In that vein, I focused my analysis in this appeal on the space of time between 6 May 2019 (when the writ was issued) and 6 November 2019 (when the writ was due to expire). Why could the Plaintiff not serve the writ within that period?

Two reasons were cited by Plaintiff Counsel to explain why the writ was not served within its original validity period. These are set out in the affidavit SLK1, filed in support of the application in SUM 4219 to renew the writ: At the time of issuing the writ, there were no medical reports documenting the Plaintiff’s injuries as he was still on follow up treatment with the hospital. The Plaintiff could therefore not serve the writ as he needed a medical report for Plaintiff Counsel to draft the SoC, which was to be served together with the writ.9 The Plaintiff was reluctant to proceed with his claim because he was still employed by the Defendant Company and did not want to jeopardize his employment.10

In my view, neither of these reasons passed muster.
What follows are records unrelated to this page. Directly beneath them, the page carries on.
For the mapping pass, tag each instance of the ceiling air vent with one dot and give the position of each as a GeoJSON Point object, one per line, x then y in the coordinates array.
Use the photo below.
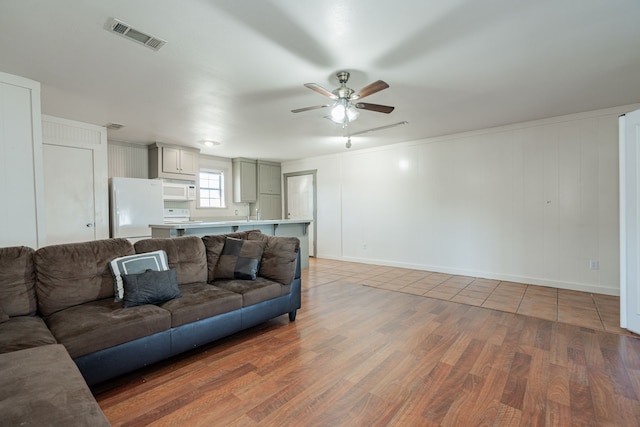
{"type": "Point", "coordinates": [114, 126]}
{"type": "Point", "coordinates": [118, 27]}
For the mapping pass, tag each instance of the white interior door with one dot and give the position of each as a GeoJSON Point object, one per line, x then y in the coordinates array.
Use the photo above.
{"type": "Point", "coordinates": [301, 203]}
{"type": "Point", "coordinates": [69, 194]}
{"type": "Point", "coordinates": [630, 221]}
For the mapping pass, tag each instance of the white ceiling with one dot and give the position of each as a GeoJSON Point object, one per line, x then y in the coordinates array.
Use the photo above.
{"type": "Point", "coordinates": [232, 70]}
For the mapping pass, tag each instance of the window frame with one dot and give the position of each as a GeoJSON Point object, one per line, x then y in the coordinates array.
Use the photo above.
{"type": "Point", "coordinates": [223, 195]}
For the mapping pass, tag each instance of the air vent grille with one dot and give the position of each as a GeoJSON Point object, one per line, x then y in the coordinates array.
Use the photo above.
{"type": "Point", "coordinates": [114, 126]}
{"type": "Point", "coordinates": [118, 27]}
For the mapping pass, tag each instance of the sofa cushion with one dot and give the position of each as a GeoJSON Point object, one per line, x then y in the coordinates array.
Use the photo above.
{"type": "Point", "coordinates": [279, 258]}
{"type": "Point", "coordinates": [214, 245]}
{"type": "Point", "coordinates": [132, 264]}
{"type": "Point", "coordinates": [150, 287]}
{"type": "Point", "coordinates": [24, 332]}
{"type": "Point", "coordinates": [17, 281]}
{"type": "Point", "coordinates": [43, 387]}
{"type": "Point", "coordinates": [240, 259]}
{"type": "Point", "coordinates": [186, 254]}
{"type": "Point", "coordinates": [200, 301]}
{"type": "Point", "coordinates": [254, 291]}
{"type": "Point", "coordinates": [74, 273]}
{"type": "Point", "coordinates": [101, 324]}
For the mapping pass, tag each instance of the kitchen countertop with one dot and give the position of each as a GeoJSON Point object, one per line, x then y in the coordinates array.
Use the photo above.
{"type": "Point", "coordinates": [242, 222]}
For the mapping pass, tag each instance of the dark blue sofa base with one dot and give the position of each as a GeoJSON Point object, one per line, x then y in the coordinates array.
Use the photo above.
{"type": "Point", "coordinates": [124, 358]}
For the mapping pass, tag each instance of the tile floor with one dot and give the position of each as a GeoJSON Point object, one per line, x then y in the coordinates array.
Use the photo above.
{"type": "Point", "coordinates": [594, 311]}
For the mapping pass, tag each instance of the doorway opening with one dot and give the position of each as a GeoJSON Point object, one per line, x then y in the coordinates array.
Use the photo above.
{"type": "Point", "coordinates": [300, 201]}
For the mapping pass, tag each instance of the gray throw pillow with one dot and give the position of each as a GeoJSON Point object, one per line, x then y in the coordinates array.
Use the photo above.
{"type": "Point", "coordinates": [132, 264]}
{"type": "Point", "coordinates": [150, 287]}
{"type": "Point", "coordinates": [240, 259]}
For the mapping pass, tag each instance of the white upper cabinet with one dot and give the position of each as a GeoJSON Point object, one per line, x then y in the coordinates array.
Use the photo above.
{"type": "Point", "coordinates": [167, 161]}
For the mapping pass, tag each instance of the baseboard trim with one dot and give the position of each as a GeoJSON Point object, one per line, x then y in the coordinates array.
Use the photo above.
{"type": "Point", "coordinates": [574, 286]}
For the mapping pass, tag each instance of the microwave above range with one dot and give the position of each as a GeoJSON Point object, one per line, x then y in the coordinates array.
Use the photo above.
{"type": "Point", "coordinates": [176, 191]}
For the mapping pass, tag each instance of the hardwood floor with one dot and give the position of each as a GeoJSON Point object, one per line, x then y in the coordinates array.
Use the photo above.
{"type": "Point", "coordinates": [363, 356]}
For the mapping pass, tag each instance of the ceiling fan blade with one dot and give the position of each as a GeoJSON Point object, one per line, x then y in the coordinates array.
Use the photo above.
{"type": "Point", "coordinates": [375, 107]}
{"type": "Point", "coordinates": [321, 90]}
{"type": "Point", "coordinates": [370, 89]}
{"type": "Point", "coordinates": [315, 107]}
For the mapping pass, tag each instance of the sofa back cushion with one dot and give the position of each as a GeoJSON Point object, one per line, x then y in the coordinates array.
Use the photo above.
{"type": "Point", "coordinates": [279, 258]}
{"type": "Point", "coordinates": [75, 273]}
{"type": "Point", "coordinates": [214, 245]}
{"type": "Point", "coordinates": [186, 254]}
{"type": "Point", "coordinates": [17, 281]}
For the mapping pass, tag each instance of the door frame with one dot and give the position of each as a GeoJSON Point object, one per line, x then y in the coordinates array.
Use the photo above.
{"type": "Point", "coordinates": [313, 173]}
{"type": "Point", "coordinates": [629, 166]}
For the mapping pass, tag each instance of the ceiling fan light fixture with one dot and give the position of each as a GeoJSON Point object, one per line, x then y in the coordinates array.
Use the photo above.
{"type": "Point", "coordinates": [343, 112]}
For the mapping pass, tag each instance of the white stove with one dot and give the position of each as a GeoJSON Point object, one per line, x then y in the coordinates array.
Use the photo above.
{"type": "Point", "coordinates": [174, 215]}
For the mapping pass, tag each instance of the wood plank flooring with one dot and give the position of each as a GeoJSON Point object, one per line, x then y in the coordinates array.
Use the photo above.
{"type": "Point", "coordinates": [364, 356]}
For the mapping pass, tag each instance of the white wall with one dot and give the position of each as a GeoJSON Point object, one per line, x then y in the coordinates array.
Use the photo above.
{"type": "Point", "coordinates": [533, 202]}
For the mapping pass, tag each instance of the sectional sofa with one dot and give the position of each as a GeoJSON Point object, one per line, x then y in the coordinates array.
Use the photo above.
{"type": "Point", "coordinates": [78, 314]}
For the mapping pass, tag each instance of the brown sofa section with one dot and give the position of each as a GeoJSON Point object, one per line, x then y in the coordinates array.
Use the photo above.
{"type": "Point", "coordinates": [20, 328]}
{"type": "Point", "coordinates": [18, 278]}
{"type": "Point", "coordinates": [61, 329]}
{"type": "Point", "coordinates": [47, 390]}
{"type": "Point", "coordinates": [102, 324]}
{"type": "Point", "coordinates": [186, 254]}
{"type": "Point", "coordinates": [75, 273]}
{"type": "Point", "coordinates": [199, 300]}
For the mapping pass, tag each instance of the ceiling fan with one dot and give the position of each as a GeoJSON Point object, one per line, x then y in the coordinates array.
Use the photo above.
{"type": "Point", "coordinates": [344, 109]}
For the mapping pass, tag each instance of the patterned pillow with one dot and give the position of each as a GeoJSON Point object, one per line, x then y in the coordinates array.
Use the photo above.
{"type": "Point", "coordinates": [134, 264]}
{"type": "Point", "coordinates": [150, 287]}
{"type": "Point", "coordinates": [240, 259]}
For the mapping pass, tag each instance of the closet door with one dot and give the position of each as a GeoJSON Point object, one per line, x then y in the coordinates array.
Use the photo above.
{"type": "Point", "coordinates": [629, 153]}
{"type": "Point", "coordinates": [76, 182]}
{"type": "Point", "coordinates": [22, 214]}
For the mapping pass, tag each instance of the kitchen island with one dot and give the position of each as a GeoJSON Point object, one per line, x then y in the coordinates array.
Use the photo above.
{"type": "Point", "coordinates": [273, 227]}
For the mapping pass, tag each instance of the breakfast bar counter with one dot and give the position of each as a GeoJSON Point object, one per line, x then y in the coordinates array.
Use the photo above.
{"type": "Point", "coordinates": [273, 227]}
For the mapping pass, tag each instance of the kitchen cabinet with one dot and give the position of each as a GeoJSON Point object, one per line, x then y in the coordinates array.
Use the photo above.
{"type": "Point", "coordinates": [166, 161]}
{"type": "Point", "coordinates": [269, 194]}
{"type": "Point", "coordinates": [244, 181]}
{"type": "Point", "coordinates": [270, 206]}
{"type": "Point", "coordinates": [269, 180]}
{"type": "Point", "coordinates": [22, 217]}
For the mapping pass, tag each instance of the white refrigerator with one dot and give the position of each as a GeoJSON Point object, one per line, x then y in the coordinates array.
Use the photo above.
{"type": "Point", "coordinates": [135, 203]}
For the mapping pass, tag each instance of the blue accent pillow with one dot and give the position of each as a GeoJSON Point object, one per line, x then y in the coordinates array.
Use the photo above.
{"type": "Point", "coordinates": [150, 287]}
{"type": "Point", "coordinates": [132, 264]}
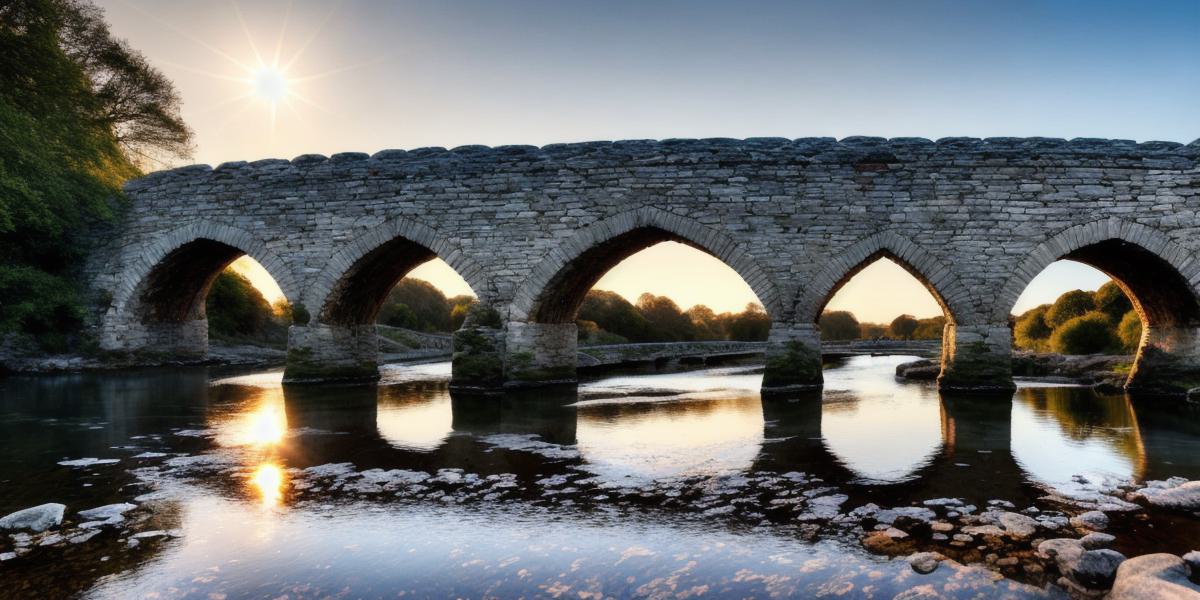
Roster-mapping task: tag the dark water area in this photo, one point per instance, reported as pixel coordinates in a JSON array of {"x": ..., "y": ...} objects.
[{"x": 648, "y": 485}]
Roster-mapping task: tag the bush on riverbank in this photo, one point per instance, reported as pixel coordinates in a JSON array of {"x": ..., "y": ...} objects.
[
  {"x": 1101, "y": 322},
  {"x": 79, "y": 112}
]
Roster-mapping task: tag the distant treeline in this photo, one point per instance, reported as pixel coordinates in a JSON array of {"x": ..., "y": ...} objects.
[
  {"x": 1081, "y": 323},
  {"x": 840, "y": 325}
]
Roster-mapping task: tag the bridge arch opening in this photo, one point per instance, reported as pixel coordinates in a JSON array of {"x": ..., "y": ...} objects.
[
  {"x": 883, "y": 305},
  {"x": 177, "y": 306},
  {"x": 648, "y": 285},
  {"x": 367, "y": 280},
  {"x": 1150, "y": 311}
]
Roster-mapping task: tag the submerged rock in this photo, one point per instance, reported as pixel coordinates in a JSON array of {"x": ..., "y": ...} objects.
[
  {"x": 36, "y": 519},
  {"x": 1174, "y": 493},
  {"x": 1153, "y": 577},
  {"x": 1097, "y": 540},
  {"x": 106, "y": 515},
  {"x": 924, "y": 562},
  {"x": 1091, "y": 520},
  {"x": 1097, "y": 568}
]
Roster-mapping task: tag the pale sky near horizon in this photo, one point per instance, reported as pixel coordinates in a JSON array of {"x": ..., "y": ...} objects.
[{"x": 364, "y": 76}]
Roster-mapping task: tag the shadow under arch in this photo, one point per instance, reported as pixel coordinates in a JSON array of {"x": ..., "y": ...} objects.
[
  {"x": 339, "y": 341},
  {"x": 964, "y": 327},
  {"x": 555, "y": 289},
  {"x": 160, "y": 305},
  {"x": 357, "y": 279},
  {"x": 1158, "y": 276},
  {"x": 540, "y": 345}
]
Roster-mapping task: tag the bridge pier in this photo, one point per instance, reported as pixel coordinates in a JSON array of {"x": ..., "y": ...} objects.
[
  {"x": 327, "y": 353},
  {"x": 793, "y": 357},
  {"x": 977, "y": 358},
  {"x": 540, "y": 353}
]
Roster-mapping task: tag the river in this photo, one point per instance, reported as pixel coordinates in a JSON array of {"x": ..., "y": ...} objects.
[{"x": 655, "y": 485}]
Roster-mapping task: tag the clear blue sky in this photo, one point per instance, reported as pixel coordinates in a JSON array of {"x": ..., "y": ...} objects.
[{"x": 364, "y": 76}]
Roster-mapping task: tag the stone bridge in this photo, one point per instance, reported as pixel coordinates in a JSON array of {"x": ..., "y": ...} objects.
[{"x": 532, "y": 229}]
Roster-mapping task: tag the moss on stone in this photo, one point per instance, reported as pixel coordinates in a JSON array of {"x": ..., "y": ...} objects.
[
  {"x": 976, "y": 367},
  {"x": 795, "y": 365}
]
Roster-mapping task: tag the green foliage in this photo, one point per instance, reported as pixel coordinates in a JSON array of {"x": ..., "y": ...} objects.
[
  {"x": 69, "y": 123},
  {"x": 666, "y": 321},
  {"x": 1087, "y": 334},
  {"x": 615, "y": 315},
  {"x": 750, "y": 325},
  {"x": 39, "y": 304},
  {"x": 1129, "y": 331},
  {"x": 904, "y": 327},
  {"x": 417, "y": 305},
  {"x": 1044, "y": 328},
  {"x": 1068, "y": 306},
  {"x": 238, "y": 311},
  {"x": 930, "y": 329},
  {"x": 837, "y": 325},
  {"x": 1111, "y": 300},
  {"x": 1031, "y": 331}
]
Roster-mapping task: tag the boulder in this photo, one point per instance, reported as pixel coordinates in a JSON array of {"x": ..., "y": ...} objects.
[
  {"x": 1091, "y": 520},
  {"x": 1097, "y": 540},
  {"x": 1097, "y": 568},
  {"x": 1018, "y": 526},
  {"x": 1179, "y": 496},
  {"x": 924, "y": 562},
  {"x": 1153, "y": 577},
  {"x": 37, "y": 519}
]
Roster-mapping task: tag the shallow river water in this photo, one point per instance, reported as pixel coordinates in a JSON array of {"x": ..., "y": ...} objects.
[{"x": 658, "y": 485}]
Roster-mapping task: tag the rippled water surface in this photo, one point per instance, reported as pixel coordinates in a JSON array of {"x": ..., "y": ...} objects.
[{"x": 661, "y": 485}]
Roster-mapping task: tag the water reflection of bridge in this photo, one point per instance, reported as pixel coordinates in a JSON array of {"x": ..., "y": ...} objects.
[{"x": 983, "y": 448}]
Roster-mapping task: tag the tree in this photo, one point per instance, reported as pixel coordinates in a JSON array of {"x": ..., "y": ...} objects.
[
  {"x": 666, "y": 321},
  {"x": 930, "y": 329},
  {"x": 1031, "y": 331},
  {"x": 615, "y": 315},
  {"x": 873, "y": 330},
  {"x": 903, "y": 327},
  {"x": 707, "y": 324},
  {"x": 1087, "y": 334},
  {"x": 418, "y": 305},
  {"x": 1129, "y": 331},
  {"x": 750, "y": 325},
  {"x": 1110, "y": 300},
  {"x": 460, "y": 306},
  {"x": 1068, "y": 306},
  {"x": 839, "y": 325},
  {"x": 137, "y": 102},
  {"x": 237, "y": 309}
]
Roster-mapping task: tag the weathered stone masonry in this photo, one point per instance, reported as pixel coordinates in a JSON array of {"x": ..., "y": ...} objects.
[{"x": 532, "y": 229}]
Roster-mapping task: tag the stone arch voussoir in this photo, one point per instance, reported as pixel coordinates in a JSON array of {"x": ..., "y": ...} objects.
[
  {"x": 142, "y": 259},
  {"x": 706, "y": 238},
  {"x": 1085, "y": 234},
  {"x": 366, "y": 240},
  {"x": 945, "y": 285}
]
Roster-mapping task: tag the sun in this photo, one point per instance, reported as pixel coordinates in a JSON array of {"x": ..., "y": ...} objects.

The writ could not be served as the Plaintiff needed the medical report to prepare the SoC

Plaintiff Counsel contended that time was needed to procure a medical report on the Plaintiff’s injuries, which report was in turn necessary for preparing the SoC.

I did not agree that this constituted good reason for delaying service of the writ. There was no need for the Plaintiff to have the SoC on hand, when serving the writ. Given that the lapse of the limitation period was looming, he could have simply served the writ first and then seek an extension of time for serving the SoC.